WASHINGTON (CN) - The Senate on Saturday voted 65 to 31 to repeal a ban on allowing gay men and lesbians to serve openly in the military. The bill now goes to President Barack Obama's desk for signature.
"It is time to close this chapter in our history," Obama said in a statement Saturday. "By ending 'Don't Ask, Don't Tell,' no longer will our nation be denied the service of thousands of patriotic Americans forced to leave the military, despite years of exemplary performance, because they happen to be gay. And no longer will many thousands more be asked to live a lie in order to serve the country they love.
"As commander-in-chief, I am also absolutely convinced that making this change will only underscore the professionalism of our troops as the best led and best trained fighting force the world has ever known."

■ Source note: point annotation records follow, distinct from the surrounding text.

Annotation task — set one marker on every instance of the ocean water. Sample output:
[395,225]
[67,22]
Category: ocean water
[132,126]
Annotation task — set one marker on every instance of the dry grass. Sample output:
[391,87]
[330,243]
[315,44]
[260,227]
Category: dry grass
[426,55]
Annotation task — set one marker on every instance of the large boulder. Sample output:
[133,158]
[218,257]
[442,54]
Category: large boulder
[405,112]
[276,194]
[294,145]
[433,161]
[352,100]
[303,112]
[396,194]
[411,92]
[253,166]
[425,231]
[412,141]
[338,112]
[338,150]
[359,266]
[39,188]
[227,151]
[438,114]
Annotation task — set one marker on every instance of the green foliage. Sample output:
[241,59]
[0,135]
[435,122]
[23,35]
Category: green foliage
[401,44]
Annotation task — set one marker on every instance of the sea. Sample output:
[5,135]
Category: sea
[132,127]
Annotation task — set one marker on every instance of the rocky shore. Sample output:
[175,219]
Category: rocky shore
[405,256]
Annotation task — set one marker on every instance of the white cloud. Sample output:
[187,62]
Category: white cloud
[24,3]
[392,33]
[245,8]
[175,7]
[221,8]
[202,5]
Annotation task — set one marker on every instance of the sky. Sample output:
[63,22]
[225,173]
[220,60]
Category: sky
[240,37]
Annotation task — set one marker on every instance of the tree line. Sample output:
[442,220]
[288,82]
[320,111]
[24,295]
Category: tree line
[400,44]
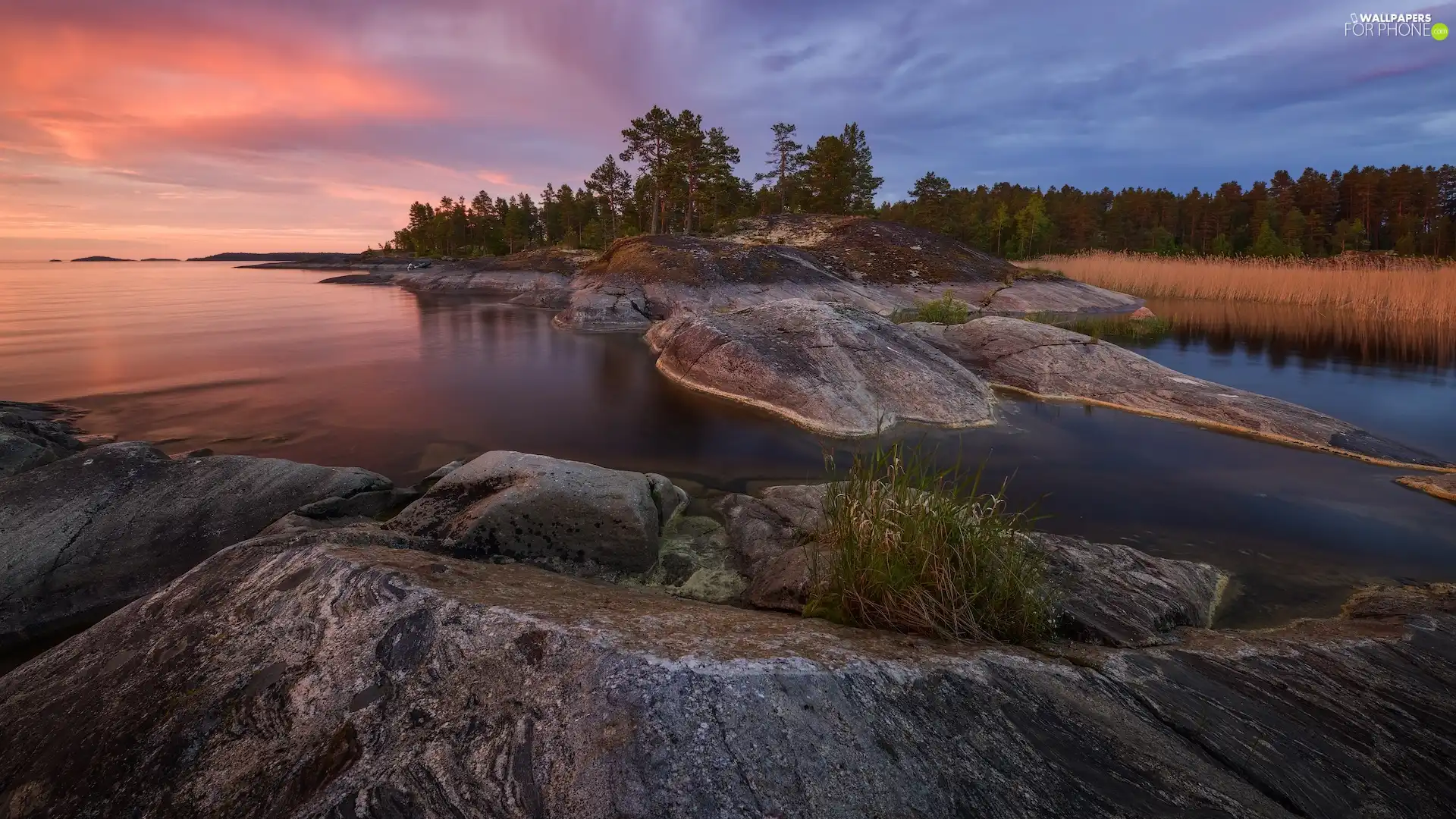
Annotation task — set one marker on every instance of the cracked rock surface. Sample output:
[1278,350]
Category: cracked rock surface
[93,531]
[337,673]
[832,369]
[1050,362]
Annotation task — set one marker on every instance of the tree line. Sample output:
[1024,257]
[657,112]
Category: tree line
[1407,210]
[672,175]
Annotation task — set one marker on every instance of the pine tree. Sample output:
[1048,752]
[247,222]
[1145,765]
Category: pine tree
[612,186]
[689,148]
[865,183]
[827,177]
[650,142]
[783,161]
[718,169]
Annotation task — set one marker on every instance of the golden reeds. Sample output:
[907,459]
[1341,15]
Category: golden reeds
[1372,284]
[1312,333]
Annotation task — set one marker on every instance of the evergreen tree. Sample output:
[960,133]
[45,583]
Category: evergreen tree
[650,142]
[783,162]
[689,161]
[612,186]
[865,183]
[1267,243]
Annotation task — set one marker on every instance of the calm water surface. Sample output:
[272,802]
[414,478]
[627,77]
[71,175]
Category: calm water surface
[194,354]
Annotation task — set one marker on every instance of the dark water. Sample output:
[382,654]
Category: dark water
[273,363]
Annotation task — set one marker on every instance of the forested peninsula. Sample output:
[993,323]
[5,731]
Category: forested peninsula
[673,175]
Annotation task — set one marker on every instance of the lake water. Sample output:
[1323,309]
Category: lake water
[201,354]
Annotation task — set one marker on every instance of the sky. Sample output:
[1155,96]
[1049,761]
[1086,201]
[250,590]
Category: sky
[188,127]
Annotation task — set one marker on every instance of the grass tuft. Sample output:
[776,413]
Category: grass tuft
[916,550]
[946,309]
[1111,328]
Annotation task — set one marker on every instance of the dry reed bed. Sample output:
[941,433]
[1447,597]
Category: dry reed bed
[1312,333]
[1376,286]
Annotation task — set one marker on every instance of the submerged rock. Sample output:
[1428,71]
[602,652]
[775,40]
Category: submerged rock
[1120,596]
[91,532]
[360,279]
[1435,485]
[829,368]
[338,675]
[530,506]
[36,435]
[1050,362]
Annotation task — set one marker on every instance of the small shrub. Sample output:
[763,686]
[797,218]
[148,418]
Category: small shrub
[913,550]
[946,309]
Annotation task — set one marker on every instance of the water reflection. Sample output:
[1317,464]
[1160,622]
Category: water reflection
[271,363]
[1398,381]
[1315,335]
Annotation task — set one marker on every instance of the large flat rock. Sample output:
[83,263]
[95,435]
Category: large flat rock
[530,506]
[832,369]
[36,435]
[91,532]
[338,675]
[1056,363]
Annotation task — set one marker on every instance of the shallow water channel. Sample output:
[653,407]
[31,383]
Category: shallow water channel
[201,354]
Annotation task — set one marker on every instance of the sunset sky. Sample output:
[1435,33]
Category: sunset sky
[185,127]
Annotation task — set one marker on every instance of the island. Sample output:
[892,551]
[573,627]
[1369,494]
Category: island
[267,257]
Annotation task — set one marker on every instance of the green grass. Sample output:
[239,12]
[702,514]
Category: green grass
[916,550]
[946,309]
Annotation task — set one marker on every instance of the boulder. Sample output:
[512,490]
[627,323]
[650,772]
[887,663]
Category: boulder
[1435,485]
[1120,596]
[770,537]
[530,506]
[34,435]
[88,534]
[1056,363]
[606,309]
[832,369]
[338,675]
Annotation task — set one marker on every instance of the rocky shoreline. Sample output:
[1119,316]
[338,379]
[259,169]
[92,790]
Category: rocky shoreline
[536,637]
[525,635]
[794,315]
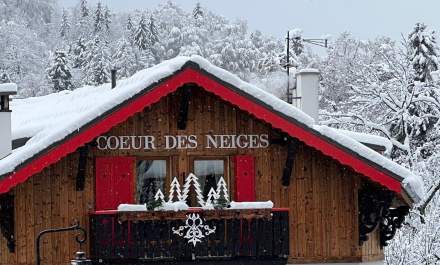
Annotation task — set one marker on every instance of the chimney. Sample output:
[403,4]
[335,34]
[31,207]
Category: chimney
[6,90]
[307,87]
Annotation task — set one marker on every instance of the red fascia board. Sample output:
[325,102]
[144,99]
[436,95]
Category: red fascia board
[190,75]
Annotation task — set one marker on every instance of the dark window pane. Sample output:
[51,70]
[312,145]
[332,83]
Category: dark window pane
[209,173]
[150,177]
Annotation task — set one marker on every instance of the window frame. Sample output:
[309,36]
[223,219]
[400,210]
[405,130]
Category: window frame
[167,182]
[226,170]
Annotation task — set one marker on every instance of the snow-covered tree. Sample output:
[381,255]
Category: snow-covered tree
[65,25]
[97,62]
[198,11]
[107,19]
[424,50]
[141,36]
[99,19]
[124,58]
[84,9]
[59,72]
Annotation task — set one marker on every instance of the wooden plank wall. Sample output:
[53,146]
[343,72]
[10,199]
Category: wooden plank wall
[322,196]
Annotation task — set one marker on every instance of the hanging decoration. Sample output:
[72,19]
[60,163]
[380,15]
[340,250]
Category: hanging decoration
[194,230]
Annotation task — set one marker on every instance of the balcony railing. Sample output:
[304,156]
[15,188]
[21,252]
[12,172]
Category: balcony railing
[143,237]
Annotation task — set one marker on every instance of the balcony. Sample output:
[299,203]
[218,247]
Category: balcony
[258,236]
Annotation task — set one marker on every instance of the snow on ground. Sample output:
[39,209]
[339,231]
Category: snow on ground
[51,118]
[8,88]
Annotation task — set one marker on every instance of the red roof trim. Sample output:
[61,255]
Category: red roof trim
[189,75]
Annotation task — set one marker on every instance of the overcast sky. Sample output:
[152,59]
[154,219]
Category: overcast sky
[317,18]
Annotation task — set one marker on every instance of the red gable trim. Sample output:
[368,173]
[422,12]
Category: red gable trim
[170,85]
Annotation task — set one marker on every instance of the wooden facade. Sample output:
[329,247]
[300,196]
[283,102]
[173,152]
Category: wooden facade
[322,196]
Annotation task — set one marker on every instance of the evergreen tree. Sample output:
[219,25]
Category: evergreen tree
[124,58]
[97,62]
[129,26]
[107,19]
[4,77]
[79,53]
[424,52]
[296,41]
[152,33]
[198,12]
[59,73]
[99,22]
[65,25]
[141,35]
[84,9]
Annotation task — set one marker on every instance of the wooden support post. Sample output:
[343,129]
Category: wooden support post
[7,220]
[292,147]
[183,110]
[82,167]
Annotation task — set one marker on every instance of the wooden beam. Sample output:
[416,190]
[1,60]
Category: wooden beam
[7,220]
[183,109]
[82,167]
[292,147]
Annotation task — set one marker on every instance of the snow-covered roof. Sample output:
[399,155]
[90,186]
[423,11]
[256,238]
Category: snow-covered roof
[369,139]
[49,119]
[8,88]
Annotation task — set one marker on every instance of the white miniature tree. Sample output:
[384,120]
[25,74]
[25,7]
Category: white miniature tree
[159,196]
[222,200]
[193,180]
[211,200]
[222,189]
[175,192]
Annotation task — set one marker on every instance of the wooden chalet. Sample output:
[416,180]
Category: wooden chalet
[74,157]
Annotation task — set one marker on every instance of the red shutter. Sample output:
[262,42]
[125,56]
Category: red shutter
[114,182]
[244,178]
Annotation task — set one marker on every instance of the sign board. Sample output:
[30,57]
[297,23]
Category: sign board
[148,142]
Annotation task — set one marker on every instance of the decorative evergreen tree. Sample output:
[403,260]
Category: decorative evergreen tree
[424,53]
[141,35]
[157,202]
[198,11]
[65,25]
[175,193]
[84,9]
[193,180]
[59,73]
[99,22]
[211,199]
[222,194]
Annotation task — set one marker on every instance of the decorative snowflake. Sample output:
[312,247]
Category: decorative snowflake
[196,230]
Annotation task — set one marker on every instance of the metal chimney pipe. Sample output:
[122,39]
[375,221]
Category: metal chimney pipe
[307,88]
[113,73]
[6,90]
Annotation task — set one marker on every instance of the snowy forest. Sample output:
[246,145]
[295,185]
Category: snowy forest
[381,86]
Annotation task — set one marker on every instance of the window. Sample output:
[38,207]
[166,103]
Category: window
[209,173]
[151,176]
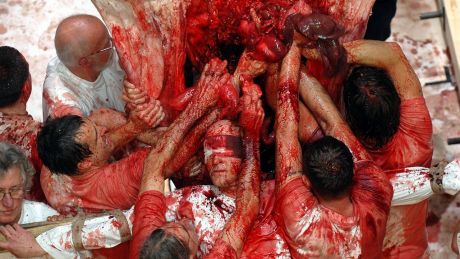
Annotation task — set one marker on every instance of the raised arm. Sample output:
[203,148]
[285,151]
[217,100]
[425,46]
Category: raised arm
[384,55]
[327,115]
[212,78]
[247,202]
[288,152]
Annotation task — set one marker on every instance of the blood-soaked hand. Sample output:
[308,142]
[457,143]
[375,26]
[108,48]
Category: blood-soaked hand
[252,113]
[321,32]
[213,77]
[249,68]
[20,242]
[147,115]
[134,96]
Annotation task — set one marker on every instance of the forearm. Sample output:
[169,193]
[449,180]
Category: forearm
[288,152]
[191,143]
[152,136]
[108,118]
[411,186]
[389,57]
[247,202]
[327,115]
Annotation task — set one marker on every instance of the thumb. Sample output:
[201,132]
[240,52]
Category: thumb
[4,245]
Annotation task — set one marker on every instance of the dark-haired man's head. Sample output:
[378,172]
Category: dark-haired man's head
[371,105]
[175,240]
[63,143]
[15,78]
[328,163]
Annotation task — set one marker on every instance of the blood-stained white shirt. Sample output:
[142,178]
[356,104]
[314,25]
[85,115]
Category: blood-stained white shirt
[33,211]
[210,210]
[64,92]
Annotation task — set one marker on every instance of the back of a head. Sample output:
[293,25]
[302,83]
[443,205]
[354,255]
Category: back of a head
[74,37]
[162,245]
[372,105]
[14,72]
[57,145]
[329,165]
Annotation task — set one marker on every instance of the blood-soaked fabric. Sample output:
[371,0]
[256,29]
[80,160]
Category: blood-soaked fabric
[222,250]
[266,238]
[149,214]
[22,130]
[312,230]
[210,210]
[411,146]
[225,145]
[113,186]
[65,93]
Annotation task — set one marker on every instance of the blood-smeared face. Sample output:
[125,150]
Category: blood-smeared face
[184,230]
[223,154]
[92,135]
[12,185]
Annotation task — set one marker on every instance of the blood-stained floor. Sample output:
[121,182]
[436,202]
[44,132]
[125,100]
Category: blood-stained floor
[29,25]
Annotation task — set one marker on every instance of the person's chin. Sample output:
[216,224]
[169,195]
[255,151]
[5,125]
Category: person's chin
[7,217]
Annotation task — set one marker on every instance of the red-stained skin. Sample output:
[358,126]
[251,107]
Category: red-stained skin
[22,130]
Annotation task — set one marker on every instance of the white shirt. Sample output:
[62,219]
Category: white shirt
[64,89]
[33,211]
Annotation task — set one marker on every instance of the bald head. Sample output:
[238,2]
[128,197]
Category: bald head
[78,36]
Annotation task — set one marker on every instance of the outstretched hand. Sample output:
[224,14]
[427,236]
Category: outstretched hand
[213,77]
[20,242]
[252,113]
[147,115]
[133,95]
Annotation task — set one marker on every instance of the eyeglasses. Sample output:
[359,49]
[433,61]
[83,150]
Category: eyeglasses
[104,49]
[14,193]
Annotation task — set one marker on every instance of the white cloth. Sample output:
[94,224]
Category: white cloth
[63,88]
[100,232]
[413,185]
[33,211]
[451,178]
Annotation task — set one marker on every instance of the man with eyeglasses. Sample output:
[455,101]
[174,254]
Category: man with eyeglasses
[16,173]
[85,75]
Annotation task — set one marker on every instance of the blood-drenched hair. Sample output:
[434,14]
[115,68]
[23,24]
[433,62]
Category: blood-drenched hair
[161,245]
[329,165]
[372,106]
[57,147]
[14,72]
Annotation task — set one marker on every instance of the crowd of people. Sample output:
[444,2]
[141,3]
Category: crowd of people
[107,177]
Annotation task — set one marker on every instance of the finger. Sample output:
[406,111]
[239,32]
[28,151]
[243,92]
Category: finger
[5,245]
[157,117]
[128,84]
[4,232]
[17,227]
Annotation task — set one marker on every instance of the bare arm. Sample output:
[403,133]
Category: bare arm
[247,202]
[212,77]
[326,113]
[384,55]
[191,143]
[288,152]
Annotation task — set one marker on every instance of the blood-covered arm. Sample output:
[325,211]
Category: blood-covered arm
[384,55]
[213,77]
[191,143]
[152,185]
[288,151]
[327,115]
[247,202]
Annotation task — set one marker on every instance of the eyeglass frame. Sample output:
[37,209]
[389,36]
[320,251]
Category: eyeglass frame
[104,49]
[19,193]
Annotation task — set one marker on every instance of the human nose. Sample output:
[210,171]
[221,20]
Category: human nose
[7,200]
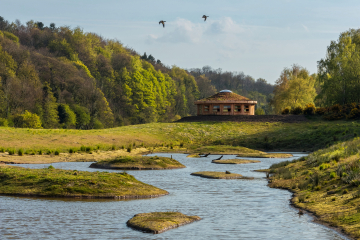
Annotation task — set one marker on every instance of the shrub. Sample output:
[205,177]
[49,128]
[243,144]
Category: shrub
[354,114]
[66,116]
[259,111]
[20,152]
[11,151]
[129,149]
[285,111]
[296,111]
[309,109]
[3,122]
[320,111]
[27,120]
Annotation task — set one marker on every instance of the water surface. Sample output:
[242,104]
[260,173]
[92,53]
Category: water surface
[231,209]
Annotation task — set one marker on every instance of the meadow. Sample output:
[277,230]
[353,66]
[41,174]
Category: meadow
[305,136]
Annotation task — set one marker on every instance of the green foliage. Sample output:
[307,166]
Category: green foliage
[259,111]
[297,110]
[27,120]
[294,88]
[3,122]
[309,109]
[66,116]
[339,70]
[11,36]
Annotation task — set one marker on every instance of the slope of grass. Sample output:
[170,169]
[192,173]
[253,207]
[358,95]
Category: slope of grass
[326,183]
[52,182]
[158,222]
[138,163]
[309,136]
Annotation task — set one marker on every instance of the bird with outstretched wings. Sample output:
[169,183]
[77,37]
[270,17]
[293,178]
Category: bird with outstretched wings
[163,22]
[205,17]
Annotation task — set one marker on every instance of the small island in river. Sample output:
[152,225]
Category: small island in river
[234,161]
[220,175]
[138,163]
[158,222]
[51,182]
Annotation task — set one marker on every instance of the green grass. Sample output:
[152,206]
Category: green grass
[158,222]
[327,182]
[219,175]
[52,182]
[309,136]
[138,162]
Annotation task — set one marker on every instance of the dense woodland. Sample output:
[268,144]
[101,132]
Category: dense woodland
[58,77]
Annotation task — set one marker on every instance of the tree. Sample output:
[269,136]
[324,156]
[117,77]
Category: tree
[339,71]
[294,88]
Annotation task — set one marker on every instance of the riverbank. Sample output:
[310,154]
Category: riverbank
[51,182]
[138,163]
[219,175]
[159,222]
[265,136]
[326,183]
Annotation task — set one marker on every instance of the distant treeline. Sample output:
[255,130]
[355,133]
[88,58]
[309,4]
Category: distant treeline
[69,78]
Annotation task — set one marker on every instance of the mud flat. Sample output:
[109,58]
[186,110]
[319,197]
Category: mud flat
[51,182]
[159,222]
[138,163]
[220,175]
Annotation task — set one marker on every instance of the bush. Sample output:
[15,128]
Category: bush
[27,120]
[285,111]
[3,122]
[320,111]
[296,111]
[66,116]
[309,109]
[354,114]
[259,111]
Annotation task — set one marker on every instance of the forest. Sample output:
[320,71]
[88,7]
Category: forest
[58,77]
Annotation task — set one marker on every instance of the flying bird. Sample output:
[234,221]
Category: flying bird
[205,17]
[163,22]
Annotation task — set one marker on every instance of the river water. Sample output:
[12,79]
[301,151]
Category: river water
[230,209]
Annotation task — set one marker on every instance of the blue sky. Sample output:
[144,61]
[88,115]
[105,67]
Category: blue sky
[258,37]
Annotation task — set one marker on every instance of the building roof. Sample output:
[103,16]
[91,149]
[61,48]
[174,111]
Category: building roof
[225,95]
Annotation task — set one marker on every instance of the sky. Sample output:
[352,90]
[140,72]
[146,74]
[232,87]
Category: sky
[257,37]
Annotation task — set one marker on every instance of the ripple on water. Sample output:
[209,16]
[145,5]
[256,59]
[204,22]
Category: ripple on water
[231,209]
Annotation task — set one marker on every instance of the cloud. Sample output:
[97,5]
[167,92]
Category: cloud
[185,31]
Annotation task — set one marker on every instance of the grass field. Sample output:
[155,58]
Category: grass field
[50,182]
[305,136]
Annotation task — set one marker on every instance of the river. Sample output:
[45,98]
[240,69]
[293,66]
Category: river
[230,209]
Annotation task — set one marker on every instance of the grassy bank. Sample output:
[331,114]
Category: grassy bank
[52,182]
[219,175]
[326,183]
[138,163]
[158,222]
[234,161]
[309,136]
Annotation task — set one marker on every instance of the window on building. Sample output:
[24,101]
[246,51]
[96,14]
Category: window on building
[227,109]
[246,108]
[237,108]
[216,108]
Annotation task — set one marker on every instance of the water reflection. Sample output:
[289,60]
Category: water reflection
[231,209]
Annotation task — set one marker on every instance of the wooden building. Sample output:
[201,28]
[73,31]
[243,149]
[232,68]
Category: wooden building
[226,103]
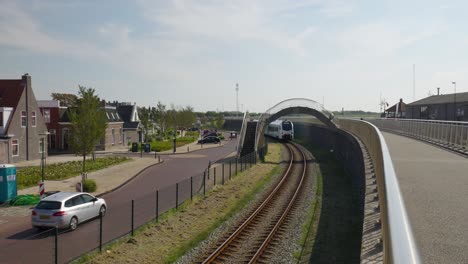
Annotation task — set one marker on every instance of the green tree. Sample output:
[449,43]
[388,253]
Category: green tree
[219,121]
[88,121]
[145,119]
[160,116]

Eight Republicans senators - Susan Collins and Olympia Snowe of Maine, Lisa Murkowski of Alaska, Scott Brown of Massachusetts, Mark Kirk of Illinois, George Voinovich of Ohio, Richard Burr of North Carolina and John Ensign of Nevada - voted with Democrats to repeal the measure.
Sen. Joe Lieberman, I-Conn., praised Republicans for joining Democrats in the vote, saying it was not a partisan issue. "It's consistent with the best American values," he said of the repeal.
The House voted 250 to 175 to repeal the ban last Wednesday, after passing a similar measure earlier in the year.
Repealing the ban was one of Obama's top priorities for the lame duck Congress.
The policy, which took effect during the Clinton administration in 1993, forced several thousand gay men and lesbians to leave military service over the course of its 17-year history.
Opponents said repealing the ban during a time of war would be too disruptive to the military.
Senate Majority Leader Harry Reid, D-Nev., addressed opponents in a press conference Saturday. "Some have said this is not the right time to repeal this policy, and they're right," Reid said. "It should have been done yesterday."
The repeal will take effect after Obama, Defense Secretary Robert Gates and Chairman of the Joint Chiefs of Staff Navy Adm. Mike Mullen certify a plan ensuring that the repeal will not impact military readiness or effectiveness, recruiting and retention, and unit cohesion.
The current policy will remain in effect until the new plan is certified.